Orientation, not preference
A Sun reporter who used the phrase sexual preference in an article got a swift rebuke from a reader who admonished that sexual orientation should have been used instead.
The reference slid past the copy desk and into print, perhaps in part because our in-house stylebook did not address the issue. (It does now.)
In the entry gay, the Associated Press Stylebook says, in part, “Include sexual orientation only when it is pertinent to a story, and avoid references to “sexual preference” or to a gay or alternative “lifestyle.”
The New York Times Manual of Style and Usage entry on sexual orientation gives an explanation” “never sexual preference, which carries the disputed implication that sexuality is a matter of choice.”

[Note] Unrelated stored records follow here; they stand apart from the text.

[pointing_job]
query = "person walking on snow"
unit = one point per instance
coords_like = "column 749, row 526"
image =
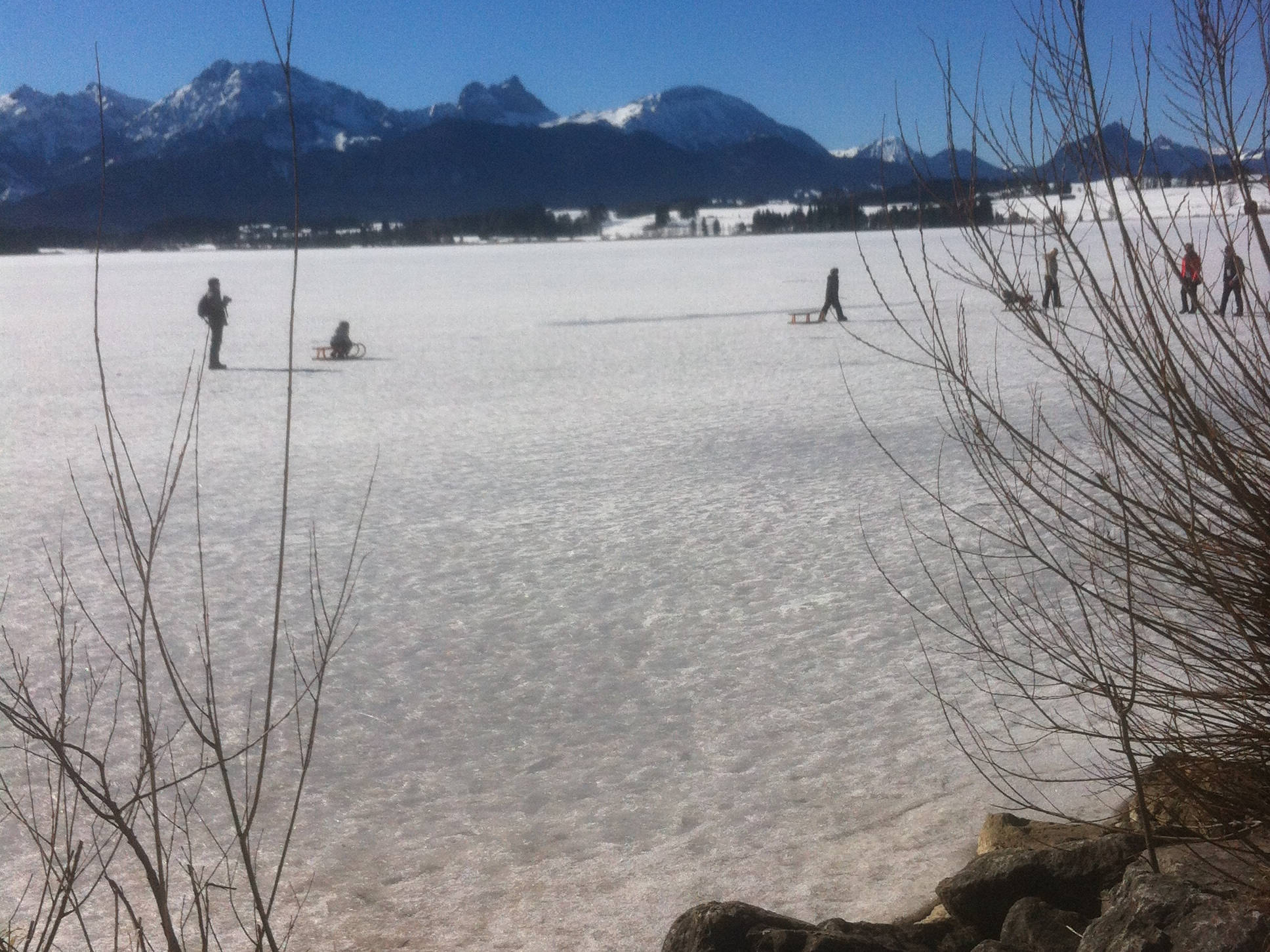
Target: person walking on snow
column 1232, row 281
column 1191, row 277
column 213, row 310
column 831, row 296
column 1052, row 279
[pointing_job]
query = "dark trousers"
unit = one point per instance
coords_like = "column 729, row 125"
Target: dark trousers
column 1232, row 288
column 1191, row 297
column 214, row 358
column 1051, row 291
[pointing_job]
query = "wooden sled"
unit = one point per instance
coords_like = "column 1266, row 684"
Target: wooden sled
column 324, row 353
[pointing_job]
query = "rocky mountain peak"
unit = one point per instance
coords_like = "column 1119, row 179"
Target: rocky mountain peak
column 508, row 103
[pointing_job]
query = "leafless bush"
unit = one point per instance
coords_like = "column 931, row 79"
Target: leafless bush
column 1116, row 599
column 160, row 804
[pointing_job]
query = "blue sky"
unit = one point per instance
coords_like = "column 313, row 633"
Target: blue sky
column 832, row 68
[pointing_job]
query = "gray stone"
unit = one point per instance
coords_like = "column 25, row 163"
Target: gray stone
column 1035, row 926
column 1161, row 913
column 1010, row 832
column 737, row 927
column 1071, row 877
column 723, row 927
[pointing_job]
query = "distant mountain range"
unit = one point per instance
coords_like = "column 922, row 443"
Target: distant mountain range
column 218, row 150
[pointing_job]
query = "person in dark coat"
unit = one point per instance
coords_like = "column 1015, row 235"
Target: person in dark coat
column 340, row 343
column 1052, row 279
column 213, row 307
column 831, row 296
column 1232, row 281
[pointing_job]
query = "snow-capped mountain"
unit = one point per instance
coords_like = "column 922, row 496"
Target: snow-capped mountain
column 888, row 149
column 507, row 103
column 696, row 119
column 239, row 100
column 54, row 127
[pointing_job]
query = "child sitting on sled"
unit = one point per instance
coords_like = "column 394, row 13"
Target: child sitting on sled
column 340, row 343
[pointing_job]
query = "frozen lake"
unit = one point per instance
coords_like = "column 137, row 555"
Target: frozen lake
column 620, row 645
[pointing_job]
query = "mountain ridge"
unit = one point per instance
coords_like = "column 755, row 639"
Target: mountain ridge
column 203, row 149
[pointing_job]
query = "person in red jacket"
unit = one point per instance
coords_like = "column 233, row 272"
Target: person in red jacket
column 1191, row 273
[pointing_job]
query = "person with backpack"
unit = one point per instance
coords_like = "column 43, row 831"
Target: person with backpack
column 1052, row 281
column 214, row 309
column 1191, row 277
column 1232, row 281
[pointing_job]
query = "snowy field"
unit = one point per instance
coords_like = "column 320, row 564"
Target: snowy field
column 620, row 645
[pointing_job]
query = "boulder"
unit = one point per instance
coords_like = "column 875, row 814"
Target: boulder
column 1161, row 913
column 1010, row 832
column 1035, row 926
column 723, row 927
column 1072, row 879
column 737, row 927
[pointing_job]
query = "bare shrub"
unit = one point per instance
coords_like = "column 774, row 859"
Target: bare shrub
column 160, row 801
column 1115, row 598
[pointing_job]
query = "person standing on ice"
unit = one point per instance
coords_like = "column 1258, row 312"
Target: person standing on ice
column 1232, row 281
column 1052, row 279
column 831, row 296
column 214, row 310
column 1191, row 277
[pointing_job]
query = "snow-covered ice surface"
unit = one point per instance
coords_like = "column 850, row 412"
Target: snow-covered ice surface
column 620, row 644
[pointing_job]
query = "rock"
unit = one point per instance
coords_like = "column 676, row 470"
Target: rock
column 1010, row 832
column 737, row 927
column 723, row 927
column 1161, row 913
column 1233, row 871
column 982, row 894
column 1035, row 926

Curious things happen when terms become politicized. Sexual preference might have been innocuous in an earlier age in the context of a man’s finding red-headed women attractive, or a woman’s liking tall men. But the intense emotional charge on the matter of homosexuality — witness the odd uproar over J.K. Rowling’s mentioning that she thinks of a character in her Harry Potter novels as gay — means that responsible journalists will choose neutral terms over inflammatory ones.
No one will dispute that sexual behavior is a matter of individual choice, but political/scientific/religious disputes over whether homosexuality is inborn or learned make it important for the paper not to appear to take sides.